Tuesday, December 8, 2009

Paul Collier's Wars, Guns, and Votes

Just finished Paul Collier's outstanding Wars, Guns, and Votes: Democracy in Dangerous Places, his follow-up to the development blockbuster The Bottom Billion. Once again, Collier has managed to summarize a line of quantitative macroeconomic research in a way that is lively and engaging for a general readership. Wars, Guns, and Votes is more limited in scope than the Bottom Billion, and I found it more convincing as a result (though I did like Bottom Billion as well). The focus is on the causes and consequences of political violence, and Collier uses both theory and empirical work to advance a number of provacative conclusions. Some highlights:

  • Elections are not enough to generate accountability and legitimacy for governments (something readers of the New York Times Letter to the Editor Page have known for over a decade).
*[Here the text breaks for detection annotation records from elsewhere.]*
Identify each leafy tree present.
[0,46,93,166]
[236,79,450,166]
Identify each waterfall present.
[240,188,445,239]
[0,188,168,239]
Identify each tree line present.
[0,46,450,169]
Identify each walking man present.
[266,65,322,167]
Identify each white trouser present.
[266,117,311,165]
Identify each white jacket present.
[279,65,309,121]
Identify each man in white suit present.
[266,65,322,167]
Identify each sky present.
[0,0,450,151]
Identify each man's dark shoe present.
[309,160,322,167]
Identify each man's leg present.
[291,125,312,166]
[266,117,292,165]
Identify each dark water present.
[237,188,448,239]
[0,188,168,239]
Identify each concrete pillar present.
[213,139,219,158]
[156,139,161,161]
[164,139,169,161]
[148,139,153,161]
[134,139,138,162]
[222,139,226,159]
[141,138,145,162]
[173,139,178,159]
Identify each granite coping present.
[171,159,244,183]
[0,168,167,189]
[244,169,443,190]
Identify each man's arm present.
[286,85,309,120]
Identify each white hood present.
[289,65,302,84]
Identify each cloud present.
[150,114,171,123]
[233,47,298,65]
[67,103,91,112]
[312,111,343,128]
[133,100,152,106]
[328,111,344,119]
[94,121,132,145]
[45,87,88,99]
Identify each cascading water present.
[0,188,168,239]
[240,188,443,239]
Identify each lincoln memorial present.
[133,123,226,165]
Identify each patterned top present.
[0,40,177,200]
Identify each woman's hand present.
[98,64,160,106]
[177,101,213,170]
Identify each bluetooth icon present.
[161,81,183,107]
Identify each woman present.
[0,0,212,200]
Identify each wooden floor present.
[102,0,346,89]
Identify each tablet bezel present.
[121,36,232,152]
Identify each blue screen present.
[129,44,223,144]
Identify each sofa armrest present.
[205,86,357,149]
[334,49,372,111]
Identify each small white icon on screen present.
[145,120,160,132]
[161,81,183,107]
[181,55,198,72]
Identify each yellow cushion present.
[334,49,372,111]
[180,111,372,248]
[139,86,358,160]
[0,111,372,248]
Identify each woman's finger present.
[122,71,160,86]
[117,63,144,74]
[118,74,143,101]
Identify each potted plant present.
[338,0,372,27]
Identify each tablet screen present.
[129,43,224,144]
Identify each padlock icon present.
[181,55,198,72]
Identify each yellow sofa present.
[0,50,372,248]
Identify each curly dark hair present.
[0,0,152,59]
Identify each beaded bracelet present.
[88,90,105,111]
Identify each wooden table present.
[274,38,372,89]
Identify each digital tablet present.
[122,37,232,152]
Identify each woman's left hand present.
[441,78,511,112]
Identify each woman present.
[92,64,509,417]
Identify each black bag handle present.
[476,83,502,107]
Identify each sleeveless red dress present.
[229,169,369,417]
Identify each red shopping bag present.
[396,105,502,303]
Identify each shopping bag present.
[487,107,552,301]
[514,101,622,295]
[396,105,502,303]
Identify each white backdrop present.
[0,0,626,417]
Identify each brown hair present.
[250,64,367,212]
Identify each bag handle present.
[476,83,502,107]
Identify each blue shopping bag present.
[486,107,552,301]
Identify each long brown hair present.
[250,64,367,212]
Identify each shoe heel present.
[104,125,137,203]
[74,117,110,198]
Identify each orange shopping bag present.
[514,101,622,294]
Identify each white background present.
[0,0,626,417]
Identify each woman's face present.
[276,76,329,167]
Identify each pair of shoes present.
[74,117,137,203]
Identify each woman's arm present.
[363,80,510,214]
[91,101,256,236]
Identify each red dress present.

But it's even worse than that- in very poor countries, holding elections appears to lead to worse policies and governance outcomes, and increase the risk of civil war.
  • About 12% of foreign aid ends up financing militaries, regardless of what the aid money is actually going towards. Governments of beneficiary countries simply spend less on whatever issues donors are involved in, and more on their militaries.
  • Most interesting is Collier's "feasibility hypothesis" of civil war. The idea is that the best way to understand civil war is to look at whether rebellion (as opposed to peaceful opposition) is a feasible means for the opposition to contest the ruling government's authority. He makes the case by showing that you can actually predict whether or not a country will have a civil war fairly well just by looking at the circumstances that make it feasible (access to resources that rebels can exploit, mountainous terrain that is more difficult to police, etc.) This is a bolder statement than it sounds, because it implies that preventing civil war is less a matter of understanding or fixing the underlying grievances, and more a matter of making it harder to pull off (more on this later).

Wars, Guns, and Votes is a fine illustration of how the methodology of economics- rational agent models and econometric analyses of data- can yield important insights when applied to other fields, such as political science. The book also illustrates the critical importance of contextual knowledge in this kind of thing. Collier's expertise in African politics is evident, and it is only in bringing this expertise to bear that the results of his economic analysis are convincing. Some have criticized Collier for "data mining," and undoubtedly some of the details of his findings will not bear further empirical scrutiny. However, what seperates Collier's work from other more egregious data mining exercises is that Collier's empirical findings are supported by both coherent theories and an extensive knowledge of context, and as a result his stories tend to tend ring true.